Mr. Dao turned that case down in 1997, but he still can't put it out of his mind. Maybe it was the fact that the man was from Philadelphia, where Dao grew up as the son of Vietnamese refugees, knowing what it's like to have cops look at you askance because of your skin color. Or that it smelled like a faulty conviction, but the evidence that could have provided an indisputable forensic verdict had been destroyed.

"There was something from the letters that he wrote back to me, screaming, basically, 'I have to be innocent, this can't be the end,' " recalls Dao, whose organization uses post-conviction DNA testing to help wrongfully convicted prisoners gain freedom. "It's not fair. But it's my job to evaluate whether DNA can prove innocence, and the answer [in this case] is no."

Such are the difficult decisions that echo in the conscience of the case director of New York's Innocence Project, a 15-year-old nonprofit that recently won its 205th exoneration of an innocent prisoner.

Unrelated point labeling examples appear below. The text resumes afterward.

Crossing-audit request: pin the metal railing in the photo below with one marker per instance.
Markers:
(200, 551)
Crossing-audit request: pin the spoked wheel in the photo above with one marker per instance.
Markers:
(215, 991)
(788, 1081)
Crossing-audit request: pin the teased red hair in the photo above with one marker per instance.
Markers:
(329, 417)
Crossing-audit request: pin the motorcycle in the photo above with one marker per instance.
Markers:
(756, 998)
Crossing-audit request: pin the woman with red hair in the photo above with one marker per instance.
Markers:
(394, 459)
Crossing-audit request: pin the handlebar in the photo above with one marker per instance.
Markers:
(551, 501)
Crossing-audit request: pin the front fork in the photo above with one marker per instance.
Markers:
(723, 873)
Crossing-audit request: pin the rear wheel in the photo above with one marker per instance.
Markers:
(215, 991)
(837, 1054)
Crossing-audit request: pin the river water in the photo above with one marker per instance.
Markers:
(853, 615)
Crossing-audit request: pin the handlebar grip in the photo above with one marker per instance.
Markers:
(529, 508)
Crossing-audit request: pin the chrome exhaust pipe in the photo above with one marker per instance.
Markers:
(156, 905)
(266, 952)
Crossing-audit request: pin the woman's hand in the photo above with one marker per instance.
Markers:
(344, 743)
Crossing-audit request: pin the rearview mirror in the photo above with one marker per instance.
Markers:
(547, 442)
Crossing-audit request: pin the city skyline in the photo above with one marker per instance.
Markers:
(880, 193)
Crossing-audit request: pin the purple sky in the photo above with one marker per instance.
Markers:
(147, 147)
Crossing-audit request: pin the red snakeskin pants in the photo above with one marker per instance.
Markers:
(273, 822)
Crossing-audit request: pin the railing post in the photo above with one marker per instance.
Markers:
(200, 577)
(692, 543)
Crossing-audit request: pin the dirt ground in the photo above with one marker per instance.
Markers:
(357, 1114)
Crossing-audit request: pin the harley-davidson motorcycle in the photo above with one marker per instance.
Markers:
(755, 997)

"Many clients write to us as a last resort. If we say no to their cases, they may very well die in prison," says staff attorney Vanessa Potkin, a colleague of Dao's. "Huy has had to live with that burden for so many years. Sometimes they say doctors play God – well, Huy does. You really do have someone's life in your hands."

• • •

Politicized, angered by societal injustice, and fresh out of Cornell University in 1997, Dao figured that if he was going to work for peanuts, he didn't want to be getting someone's coffee. So he took a job delivering freedom.

It didn't start so gloriously. When he arrived, he was the second rung on a two-rung ladder. The Innocence Project was in its infancy – an outgrowth of a criminal-law clinic started by two professors at Yeshiva University's Benjamin N. Cardozo School of Law – and he was relegated to such tasks as helping clients' mothers pay for postage so that their cases could be evaluated.